Supported Dataset Formats¶
The package mlrl-testbed is build in a modular fashion. This means that extensions can be used to extend its functionality, including the support for different dataset formats. In the following, the dataset formats supported by these extensions are discussed in detail.
We provide a curated list of supported datasets in this repository. The datasets included in this repository originate from the following sources:
The MEKA project
The MULAN project
The LIBSVM project
The MLDA tool for analyzing multi-label datasets
LIBSVM Format¶
The LIBSVM dataset format was popularized by the LIBSVM library and is supported by many machine learning frameworks. Support for this particular dataset format is brought to mlrl-testbed via the package mlrl-testbed-arff and is implemented via scikit-learn’s sklearn.datasets.load_svmlight_file(). It is a simple plain text format aimed at efficiently storing sparse datasets without unnecessary overhead. Due to its simplicity, it comes with some limitations.
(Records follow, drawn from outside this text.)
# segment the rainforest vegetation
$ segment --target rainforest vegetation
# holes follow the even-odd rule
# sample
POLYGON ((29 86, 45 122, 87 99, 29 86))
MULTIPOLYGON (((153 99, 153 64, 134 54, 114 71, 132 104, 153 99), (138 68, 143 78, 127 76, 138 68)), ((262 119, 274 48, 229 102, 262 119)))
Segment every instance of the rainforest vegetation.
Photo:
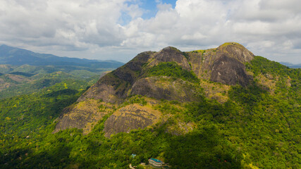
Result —
MULTIPOLYGON (((167 122, 111 138, 103 132, 109 115, 86 135, 75 128, 52 133, 62 110, 97 79, 68 78, 1 99, 0 168, 128 168, 129 163, 158 158, 172 168, 300 168, 301 70, 259 56, 246 66, 252 83, 232 86, 226 102, 203 95, 194 102, 161 100, 155 108, 172 113, 167 122), (259 84, 259 75, 278 80, 273 91, 259 84), (193 130, 185 134, 166 132, 182 122, 193 123, 193 130)), ((173 63, 154 66, 149 73, 198 80, 173 63)), ((146 104, 140 96, 126 101, 146 104)))

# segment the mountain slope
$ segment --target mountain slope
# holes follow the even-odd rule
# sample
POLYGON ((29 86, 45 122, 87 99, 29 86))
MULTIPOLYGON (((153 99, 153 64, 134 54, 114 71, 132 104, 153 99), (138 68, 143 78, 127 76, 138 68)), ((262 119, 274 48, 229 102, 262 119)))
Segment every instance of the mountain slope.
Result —
POLYGON ((0 46, 0 64, 21 65, 80 65, 87 67, 102 67, 103 68, 118 68, 123 63, 108 61, 98 61, 85 58, 59 57, 51 54, 37 54, 25 49, 0 46))
MULTIPOLYGON (((174 47, 166 47, 159 52, 142 52, 125 65, 102 77, 78 101, 82 103, 87 99, 94 99, 118 106, 133 95, 145 96, 155 100, 196 101, 202 94, 201 80, 225 85, 240 84, 245 87, 250 84, 252 77, 247 74, 244 63, 253 58, 251 52, 237 43, 226 43, 216 49, 202 51, 182 52, 174 47)), ((155 105, 152 102, 149 102, 148 106, 155 105)), ((141 108, 137 110, 141 111, 141 108)), ((133 111, 136 111, 136 109, 125 108, 122 112, 133 111)), ((150 109, 149 111, 152 112, 150 109)), ((95 113, 90 113, 90 115, 95 113)), ((128 113, 127 118, 131 114, 123 113, 128 113)), ((56 132, 75 127, 73 124, 78 120, 71 118, 70 114, 80 117, 79 119, 81 119, 82 125, 77 127, 91 129, 89 124, 92 121, 87 118, 87 115, 84 115, 76 108, 68 108, 59 120, 56 132)), ((121 115, 120 118, 123 117, 122 113, 119 114, 121 115)), ((124 125, 123 120, 118 120, 118 118, 115 116, 112 118, 115 120, 110 118, 110 120, 106 122, 104 131, 110 131, 107 136, 110 135, 109 133, 119 132, 121 131, 118 129, 119 126, 124 125), (115 125, 112 125, 111 123, 115 125), (113 128, 108 130, 107 126, 112 126, 113 128)), ((156 117, 160 118, 161 115, 156 117)), ((154 121, 147 125, 142 125, 144 123, 143 118, 149 118, 142 115, 138 121, 135 118, 128 119, 130 123, 134 123, 135 125, 128 127, 127 131, 141 126, 144 126, 144 128, 154 123, 154 121)), ((85 131, 89 132, 89 130, 85 131)))
POLYGON ((300 168, 301 69, 240 46, 144 52, 80 97, 88 84, 66 80, 0 99, 0 168, 145 168, 154 158, 171 168, 300 168))

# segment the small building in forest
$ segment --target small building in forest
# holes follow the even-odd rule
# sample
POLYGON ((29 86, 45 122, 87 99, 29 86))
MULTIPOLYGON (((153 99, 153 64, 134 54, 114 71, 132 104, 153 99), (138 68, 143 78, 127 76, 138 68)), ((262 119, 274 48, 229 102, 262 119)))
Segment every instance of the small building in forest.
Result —
POLYGON ((162 164, 163 162, 158 160, 158 159, 155 159, 155 158, 150 158, 149 159, 149 163, 150 165, 152 165, 154 167, 158 167, 158 168, 161 168, 162 167, 162 164))

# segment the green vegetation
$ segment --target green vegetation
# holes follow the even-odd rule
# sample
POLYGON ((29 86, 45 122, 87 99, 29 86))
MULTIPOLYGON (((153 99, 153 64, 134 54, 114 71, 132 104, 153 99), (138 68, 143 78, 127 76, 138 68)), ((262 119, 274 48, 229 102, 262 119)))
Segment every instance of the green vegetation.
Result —
MULTIPOLYGON (((162 100, 153 106, 165 115, 164 121, 110 139, 103 129, 111 114, 87 135, 77 129, 51 134, 63 108, 91 85, 87 80, 67 78, 41 84, 33 93, 2 99, 0 168, 128 168, 129 163, 156 158, 172 168, 300 168, 300 69, 259 56, 247 67, 254 81, 247 87, 231 87, 226 103, 204 96, 190 103, 162 100), (257 80, 266 74, 276 81, 273 92, 257 80), (185 134, 168 132, 188 123, 193 130, 185 134)), ((160 63, 147 73, 198 82, 174 63, 160 63)), ((132 104, 146 105, 147 99, 131 96, 121 106, 132 104)))
POLYGON ((160 63, 150 68, 147 74, 148 76, 169 76, 195 83, 199 82, 192 71, 188 71, 173 62, 160 63))

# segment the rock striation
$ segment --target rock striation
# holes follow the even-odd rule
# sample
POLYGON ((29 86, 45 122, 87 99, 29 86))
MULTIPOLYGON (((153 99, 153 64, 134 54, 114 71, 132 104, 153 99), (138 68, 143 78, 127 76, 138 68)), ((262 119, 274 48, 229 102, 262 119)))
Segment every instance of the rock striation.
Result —
POLYGON ((54 132, 78 127, 87 133, 92 128, 91 124, 107 114, 111 116, 105 122, 104 132, 106 137, 147 127, 157 123, 161 117, 159 111, 149 107, 152 104, 148 102, 147 106, 132 104, 124 106, 121 104, 135 95, 153 100, 193 101, 198 99, 202 88, 202 83, 180 78, 180 75, 166 75, 168 73, 152 75, 149 73, 152 68, 162 63, 173 63, 188 75, 192 75, 199 80, 219 82, 226 86, 245 87, 252 79, 246 71, 245 63, 253 58, 253 54, 235 42, 225 43, 216 49, 189 52, 182 52, 171 46, 159 52, 142 52, 128 63, 102 77, 78 99, 78 105, 66 108, 58 119, 54 132), (100 104, 119 108, 102 112, 100 104))

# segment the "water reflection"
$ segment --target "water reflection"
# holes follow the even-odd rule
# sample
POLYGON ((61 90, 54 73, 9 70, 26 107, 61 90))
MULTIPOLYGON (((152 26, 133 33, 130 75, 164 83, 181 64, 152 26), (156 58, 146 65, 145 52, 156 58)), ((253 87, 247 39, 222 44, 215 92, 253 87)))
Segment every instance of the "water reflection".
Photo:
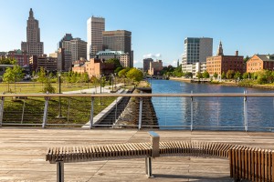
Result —
MULTIPOLYGON (((153 80, 153 93, 269 93, 271 90, 153 80)), ((190 97, 153 97, 160 126, 191 125, 190 97)), ((248 130, 274 127, 273 97, 248 97, 248 130)), ((244 97, 194 97, 194 129, 244 130, 244 97), (227 128, 230 127, 230 128, 227 128)), ((179 127, 178 127, 179 128, 179 127)), ((181 127, 180 127, 181 128, 181 127)), ((183 128, 184 129, 184 128, 183 128)), ((269 129, 268 129, 269 130, 269 129)))

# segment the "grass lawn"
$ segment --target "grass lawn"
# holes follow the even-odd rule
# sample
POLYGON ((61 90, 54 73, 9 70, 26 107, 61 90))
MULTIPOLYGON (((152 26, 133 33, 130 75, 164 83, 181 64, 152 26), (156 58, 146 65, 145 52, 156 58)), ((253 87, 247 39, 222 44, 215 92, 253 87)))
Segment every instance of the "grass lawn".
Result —
MULTIPOLYGON (((40 83, 16 83, 11 84, 10 89, 16 94, 33 94, 42 93, 42 84, 40 83)), ((53 84, 56 92, 58 91, 58 85, 53 84)), ((91 84, 62 84, 61 91, 72 91, 90 88, 91 84)), ((7 91, 7 84, 0 84, 0 92, 7 91)), ((100 97, 94 99, 94 116, 102 111, 111 102, 116 99, 114 96, 102 97, 102 103, 100 104, 100 97)), ((48 103, 47 123, 48 124, 80 124, 83 125, 90 120, 91 97, 61 97, 61 115, 65 119, 58 119, 59 115, 59 98, 52 97, 48 103)), ((16 99, 5 97, 4 103, 3 124, 42 124, 45 107, 45 99, 43 97, 27 97, 27 99, 16 99)))
MULTIPOLYGON (((8 92, 8 88, 11 92, 16 94, 33 94, 42 93, 44 85, 37 82, 21 82, 16 84, 0 83, 0 93, 8 92)), ((55 92, 58 92, 58 84, 52 83, 52 86, 55 87, 55 92)), ((95 86, 90 83, 74 83, 74 84, 61 84, 61 92, 81 90, 86 88, 91 88, 95 86)))

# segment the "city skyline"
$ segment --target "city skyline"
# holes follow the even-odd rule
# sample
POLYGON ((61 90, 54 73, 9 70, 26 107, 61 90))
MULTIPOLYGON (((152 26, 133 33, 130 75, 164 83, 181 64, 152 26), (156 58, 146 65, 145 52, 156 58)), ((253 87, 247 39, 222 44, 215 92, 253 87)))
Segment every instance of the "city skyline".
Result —
POLYGON ((3 1, 0 12, 4 28, 0 30, 0 51, 20 49, 26 41, 26 23, 29 9, 39 21, 44 52, 53 53, 67 34, 87 41, 87 20, 102 16, 105 30, 132 32, 134 66, 142 67, 143 56, 156 56, 163 66, 182 61, 186 37, 212 37, 213 55, 219 41, 224 55, 252 56, 274 54, 274 25, 271 25, 274 2, 263 1, 80 1, 36 2, 3 1), (106 3, 108 2, 108 3, 106 3), (13 7, 16 11, 11 11, 13 7), (79 11, 75 11, 75 9, 79 11))

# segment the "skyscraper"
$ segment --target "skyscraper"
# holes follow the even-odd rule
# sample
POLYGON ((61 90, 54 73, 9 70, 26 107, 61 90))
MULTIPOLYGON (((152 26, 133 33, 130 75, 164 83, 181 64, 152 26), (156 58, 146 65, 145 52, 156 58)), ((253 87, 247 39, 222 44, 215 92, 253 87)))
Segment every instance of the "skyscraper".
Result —
POLYGON ((40 42, 39 23, 34 18, 32 8, 26 24, 26 42, 21 43, 21 50, 26 51, 29 56, 41 56, 44 54, 44 45, 40 42))
POLYGON ((126 30, 102 32, 103 46, 111 51, 122 51, 131 54, 132 32, 126 30))
POLYGON ((206 62, 206 57, 212 56, 212 48, 213 38, 185 38, 182 71, 186 72, 187 65, 206 62))
POLYGON ((90 55, 96 55, 102 50, 102 32, 105 31, 105 18, 91 16, 87 21, 87 59, 90 59, 90 55))
MULTIPOLYGON (((114 30, 102 32, 103 48, 111 51, 122 51, 130 56, 128 66, 133 66, 133 51, 132 50, 132 32, 114 30)), ((121 61, 121 60, 120 60, 121 61)))
POLYGON ((74 61, 80 57, 87 58, 87 42, 80 38, 73 38, 71 34, 66 34, 65 36, 58 43, 58 48, 63 48, 64 52, 64 70, 69 70, 74 61))

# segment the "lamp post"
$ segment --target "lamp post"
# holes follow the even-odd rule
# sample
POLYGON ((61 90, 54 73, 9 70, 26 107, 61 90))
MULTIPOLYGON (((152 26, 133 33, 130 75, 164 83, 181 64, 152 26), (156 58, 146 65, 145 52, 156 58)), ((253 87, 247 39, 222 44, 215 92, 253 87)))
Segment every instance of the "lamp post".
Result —
POLYGON ((116 73, 114 73, 114 84, 115 84, 115 88, 116 88, 116 73))
POLYGON ((112 93, 113 93, 113 79, 114 79, 114 75, 111 74, 112 93))
MULTIPOLYGON (((101 94, 101 77, 103 76, 104 75, 100 75, 100 94, 101 94)), ((102 103, 101 103, 101 96, 100 96, 100 105, 102 105, 102 103)))
MULTIPOLYGON (((61 94, 61 72, 58 71, 58 88, 59 88, 59 94, 61 94)), ((63 119, 66 118, 65 116, 62 116, 62 106, 61 106, 61 97, 59 96, 59 114, 58 116, 56 117, 58 119, 63 119)))

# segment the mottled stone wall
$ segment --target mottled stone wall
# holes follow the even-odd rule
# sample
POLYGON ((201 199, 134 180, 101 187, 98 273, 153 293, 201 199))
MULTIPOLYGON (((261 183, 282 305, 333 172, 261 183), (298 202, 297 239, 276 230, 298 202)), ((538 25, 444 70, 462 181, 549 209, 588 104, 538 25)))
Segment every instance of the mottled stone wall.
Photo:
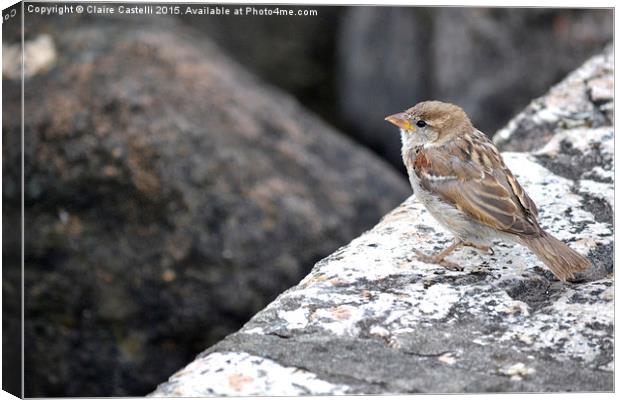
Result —
POLYGON ((413 249, 451 237, 412 197, 152 395, 613 390, 614 132, 609 118, 588 123, 613 99, 583 96, 594 80, 613 87, 609 52, 500 136, 508 146, 548 130, 530 152, 503 156, 541 225, 592 260, 577 281, 559 282, 527 249, 501 242, 492 256, 451 255, 460 272, 417 261, 413 249))

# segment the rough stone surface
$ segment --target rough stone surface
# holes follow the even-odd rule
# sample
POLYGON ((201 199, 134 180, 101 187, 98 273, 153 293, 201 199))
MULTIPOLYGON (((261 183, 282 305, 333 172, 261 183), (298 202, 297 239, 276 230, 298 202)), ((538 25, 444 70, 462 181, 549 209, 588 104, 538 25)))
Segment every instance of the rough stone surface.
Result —
POLYGON ((26 396, 148 393, 409 192, 172 18, 26 28, 56 54, 25 82, 26 396))
POLYGON ((382 118, 437 99, 492 136, 613 38, 608 10, 352 7, 338 46, 339 109, 349 133, 399 166, 382 118), (364 116, 361 118, 361 116, 364 116))
MULTIPOLYGON (((601 54, 589 59, 551 88, 549 93, 532 101, 497 132, 494 136, 497 146, 504 151, 532 151, 542 148, 552 138, 562 141, 557 134, 565 130, 581 128, 582 133, 577 136, 583 136, 592 128, 613 130, 613 54, 613 46, 608 45, 601 54)), ((584 136, 584 140, 589 140, 589 135, 584 136)), ((570 149, 560 150, 565 153, 561 156, 571 156, 570 149)), ((600 160, 597 162, 610 166, 600 160)), ((592 162, 588 161, 583 169, 591 167, 592 162)))
POLYGON ((451 236, 412 197, 152 395, 612 391, 613 129, 554 133, 504 159, 542 226, 593 262, 576 281, 501 242, 455 252, 460 272, 417 261, 451 236))

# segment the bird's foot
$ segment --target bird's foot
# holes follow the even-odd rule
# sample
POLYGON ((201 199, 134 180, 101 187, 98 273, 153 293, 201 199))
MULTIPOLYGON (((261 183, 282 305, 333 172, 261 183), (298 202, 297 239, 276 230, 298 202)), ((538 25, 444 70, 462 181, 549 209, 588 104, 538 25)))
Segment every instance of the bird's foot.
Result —
POLYGON ((442 267, 449 269, 450 271, 462 271, 463 270, 463 267, 461 267, 460 265, 446 260, 442 256, 441 253, 429 256, 428 254, 424 254, 419 250, 414 249, 413 251, 417 256, 417 259, 419 261, 422 261, 423 263, 441 265, 442 267))
POLYGON ((491 246, 479 246, 473 243, 464 243, 463 246, 473 247, 476 250, 480 250, 483 253, 486 253, 490 256, 495 255, 495 251, 493 251, 493 247, 491 246))

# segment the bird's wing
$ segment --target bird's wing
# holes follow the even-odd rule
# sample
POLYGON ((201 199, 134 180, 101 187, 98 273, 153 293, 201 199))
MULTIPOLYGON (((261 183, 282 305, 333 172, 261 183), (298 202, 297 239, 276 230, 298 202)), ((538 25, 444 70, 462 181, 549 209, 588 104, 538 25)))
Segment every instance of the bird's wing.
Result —
POLYGON ((424 189, 482 224, 518 235, 540 233, 534 202, 486 137, 421 150, 414 171, 424 189))

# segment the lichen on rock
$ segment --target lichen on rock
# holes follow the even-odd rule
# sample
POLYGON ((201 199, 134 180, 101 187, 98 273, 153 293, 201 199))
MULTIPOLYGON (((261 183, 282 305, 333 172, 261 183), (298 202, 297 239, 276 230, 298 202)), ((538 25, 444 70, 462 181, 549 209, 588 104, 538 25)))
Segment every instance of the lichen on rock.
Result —
MULTIPOLYGON (((599 69, 568 79, 613 77, 584 71, 599 69)), ((560 84, 536 104, 552 103, 559 87, 566 104, 571 92, 572 101, 583 98, 582 86, 560 84)), ((605 110, 587 112, 584 120, 594 120, 605 110)), ((513 125, 534 126, 537 113, 528 108, 513 125)), ((311 374, 303 379, 317 379, 316 388, 304 387, 322 394, 613 390, 613 128, 567 127, 568 114, 553 115, 544 125, 551 134, 532 152, 503 157, 544 229, 592 260, 575 282, 558 281, 526 248, 499 241, 493 255, 466 248, 449 256, 463 271, 418 261, 413 249, 435 252, 451 235, 410 197, 153 395, 230 394, 209 371, 218 359, 227 374, 247 375, 239 354, 272 363, 252 381, 266 396, 299 394, 269 383, 290 368, 311 374), (200 375, 203 365, 210 369, 200 375)), ((503 143, 524 140, 514 135, 503 143)))

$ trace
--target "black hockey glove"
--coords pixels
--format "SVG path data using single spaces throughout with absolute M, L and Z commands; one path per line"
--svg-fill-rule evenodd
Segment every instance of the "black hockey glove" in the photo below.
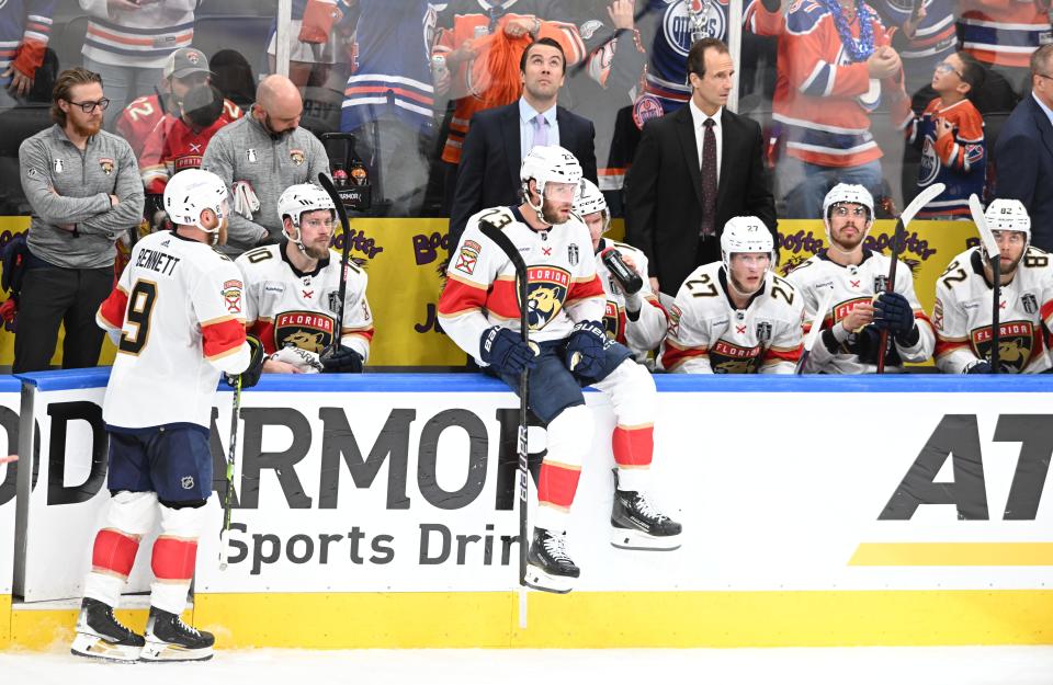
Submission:
M 596 378 L 603 369 L 607 331 L 599 321 L 579 321 L 570 329 L 563 363 L 577 376 Z
M 479 358 L 498 374 L 518 375 L 537 365 L 534 351 L 516 331 L 500 326 L 487 329 L 479 339 Z
M 362 355 L 350 347 L 327 347 L 318 357 L 322 374 L 361 374 Z
M 267 355 L 263 353 L 263 343 L 254 335 L 246 335 L 245 342 L 249 344 L 249 365 L 240 374 L 226 374 L 227 385 L 231 388 L 238 383 L 238 376 L 241 376 L 241 389 L 251 388 L 260 381 L 260 374 L 263 373 L 263 362 Z
M 898 293 L 882 293 L 874 301 L 874 326 L 887 330 L 904 346 L 915 345 L 921 334 L 914 321 L 914 309 Z

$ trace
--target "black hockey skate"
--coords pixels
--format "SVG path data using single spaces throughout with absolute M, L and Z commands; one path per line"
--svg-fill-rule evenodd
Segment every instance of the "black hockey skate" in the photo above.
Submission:
M 73 638 L 70 653 L 93 659 L 136 661 L 143 644 L 143 636 L 114 618 L 112 606 L 84 597 L 80 604 L 77 637 Z
M 534 539 L 526 553 L 526 585 L 545 592 L 566 594 L 581 569 L 567 553 L 567 534 L 534 528 Z
M 680 524 L 655 509 L 642 492 L 619 490 L 618 469 L 611 526 L 611 545 L 620 549 L 669 551 L 680 547 Z
M 195 630 L 177 614 L 150 607 L 146 621 L 146 646 L 143 661 L 206 661 L 212 659 L 216 638 L 211 632 Z

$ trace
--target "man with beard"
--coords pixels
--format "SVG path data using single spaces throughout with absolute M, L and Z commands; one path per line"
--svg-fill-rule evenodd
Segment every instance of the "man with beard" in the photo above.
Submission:
M 1050 255 L 1028 244 L 1031 218 L 1019 199 L 992 201 L 984 216 L 1000 252 L 998 370 L 1042 373 L 1050 368 L 1045 341 L 1053 326 Z M 983 246 L 955 256 L 936 282 L 936 366 L 944 374 L 992 373 L 993 283 Z
M 143 184 L 132 148 L 102 128 L 110 101 L 98 73 L 77 67 L 53 91 L 55 125 L 19 148 L 33 207 L 14 339 L 14 373 L 46 369 L 65 324 L 63 368 L 94 366 L 95 310 L 113 285 L 114 242 L 139 222 Z
M 801 358 L 803 305 L 771 273 L 774 242 L 754 216 L 732 218 L 721 261 L 695 269 L 669 310 L 661 363 L 680 374 L 792 374 Z
M 825 290 L 834 304 L 823 317 L 823 334 L 815 344 L 806 373 L 873 374 L 882 353 L 881 331 L 888 331 L 885 370 L 902 373 L 903 363 L 932 356 L 935 334 L 914 294 L 914 276 L 903 262 L 896 283 L 886 290 L 890 259 L 863 247 L 874 222 L 874 199 L 862 185 L 838 183 L 823 202 L 823 222 L 829 248 L 793 270 L 786 279 L 804 296 L 808 321 Z M 805 329 L 809 329 L 806 326 Z
M 365 272 L 348 263 L 340 346 L 335 331 L 340 301 L 340 259 L 329 251 L 336 207 L 317 185 L 293 185 L 278 201 L 282 242 L 237 260 L 245 276 L 249 332 L 270 355 L 265 373 L 362 372 L 373 340 Z
M 215 638 L 180 619 L 197 538 L 212 520 L 208 425 L 222 374 L 256 385 L 263 353 L 246 338 L 240 274 L 226 240 L 227 189 L 190 169 L 169 183 L 176 228 L 143 238 L 97 321 L 117 345 L 102 418 L 111 499 L 95 535 L 72 653 L 117 661 L 199 661 Z M 163 401 L 156 401 L 158 392 Z M 140 636 L 114 618 L 143 536 L 160 514 L 150 614 Z M 145 639 L 144 639 L 145 637 Z
M 223 179 L 234 196 L 227 254 L 276 242 L 282 233 L 276 213 L 282 191 L 329 173 L 321 141 L 298 127 L 303 111 L 293 82 L 269 76 L 260 81 L 248 116 L 224 126 L 208 141 L 201 168 Z
M 632 352 L 608 338 L 605 297 L 596 273 L 589 229 L 570 209 L 581 165 L 558 146 L 535 146 L 520 170 L 523 202 L 484 209 L 468 220 L 439 299 L 442 328 L 487 373 L 519 391 L 529 375 L 528 406 L 547 427 L 547 455 L 537 479 L 537 512 L 525 582 L 569 592 L 580 575 L 566 545 L 581 465 L 592 449 L 593 418 L 581 388 L 610 398 L 616 425 L 611 544 L 625 549 L 676 549 L 680 524 L 648 500 L 657 409 L 655 383 Z M 529 344 L 520 331 L 516 270 L 479 228 L 499 227 L 526 262 Z

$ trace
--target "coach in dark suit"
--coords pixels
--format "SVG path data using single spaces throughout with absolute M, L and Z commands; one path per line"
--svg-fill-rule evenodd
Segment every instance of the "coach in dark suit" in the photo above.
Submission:
M 519 68 L 522 98 L 472 117 L 450 210 L 451 253 L 473 214 L 520 203 L 519 168 L 523 153 L 535 145 L 569 150 L 585 176 L 596 182 L 592 122 L 556 106 L 567 70 L 563 48 L 552 38 L 541 38 L 523 53 Z
M 1031 244 L 1053 250 L 1053 45 L 1031 54 L 1031 95 L 1001 127 L 995 163 L 995 197 L 1022 202 Z
M 670 295 L 695 266 L 721 258 L 732 217 L 756 216 L 775 235 L 760 126 L 724 106 L 734 73 L 727 46 L 697 42 L 688 73 L 690 104 L 644 126 L 625 178 L 626 240 Z

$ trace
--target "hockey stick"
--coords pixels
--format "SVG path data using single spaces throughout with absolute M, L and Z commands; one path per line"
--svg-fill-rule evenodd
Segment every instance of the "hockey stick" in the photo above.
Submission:
M 325 173 L 319 173 L 318 183 L 329 193 L 332 204 L 336 205 L 337 216 L 340 217 L 340 227 L 343 230 L 343 252 L 340 255 L 340 299 L 337 302 L 337 330 L 333 333 L 332 344 L 333 350 L 339 350 L 340 341 L 343 339 L 343 298 L 348 292 L 348 260 L 351 259 L 351 229 L 348 224 L 348 210 L 344 208 L 343 202 L 340 199 L 340 194 L 337 193 L 337 186 L 332 184 L 332 180 Z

For example, unlike the ARFF format, it does not include any meta-data, such as attribute types or names. For this reason, all features are always interpreted as numerical ones.
Each line in an SVM file corresponds to a particular training or test example. For example, in case of a (multi-label) classification dataset, it can look like this:
<label-index1>,<label-index2> <feature-index1>:<feature-value1> <feature-index2>:<feature-value2>
The line starts wit a comma-separated list of indices. These indices are the indices of the labels that are relevant to the example. Then, a space-separated list of tuples follows. Each tuple corresponds to a certain feature, identified via an index, and a corresponding value. As SVM files are supposed to encode sparse datasets, irrelevant labels and feature values that are equal to zero are not explicitly stored in the file.
In case of a regression dataset, a single line could look like this:
<score1>,<score2> <feature-index1>:<feature-value1> <feature-index2>:<feature-value2>
Whereas the features are encoded in the same way as before, the comma-separated list at the start denotes the regression scores corresponding to the example. One score must be given for each available output, i.e., scores that are equal to zero cannot be omitted here.
Attribute-Relation File Format (ARFF)¶
The [Attribute-Relation File Format] has been proposed by researchers from the University of Waikato, New Zealand. It is used by the WEKA machine learning software developed by the same people. Support for this file format is brought to mlrl-testbed by the package mlrl-testbed-arff.
Note
Currently, the package mlrl-testbed-arff is a hard dependency of mlrl-testbed and is therefore installed alongside it automatically. In the future, this behavior might change and the dependency might become optional.
Mulan Format¶
By default, mlrl-testbed checks if the dataset files are present in the variant used by the Mulan project. It requires two files to be present in a given directory:
An ARFF file that specifies the feature values and ground truth of the training examples.
An XML file that specifies the names of the outputs.
For example, the ARFF file could look like this:
@relation MultiLabelExample
@attribute feature_1 numeric
@attribute feature_2 numeric
@attribute feature_3 numeric
@attribute label_1 {0, 1}
@attribute label_2 {0, 1}
@attribute label_3 {0, 1}
@attribute label_4 {0, 1}
@attribute label_5 {0, 1}
The XML file corresponding to the ARFF file above would look like this:
<labels xmlns="http://mulan.sourceforge.net/labels">
<label name="label_1"/>
<label name="label_2"/>
<label name="label_3"/>
<label name="label_4"/>
<label name="label_5"/>
</labels>
In contrast to the MEKA format discussed below, the Mulan format allows to treat any attribute in an ARFF file as an output and does not require them to be located at the start or end.
MEKA Format¶
If an XML file is not provided, the program tries to parse the number of outputs from the @relation declaration that is contained in the ARFF file, as it is intended by the MEKA project’s dataset format. According to this format, the number of outputs must be specified by including the substring “-C L” in the @relation name, where “L” is the number of leading features in the dataset that should be treated as outputs.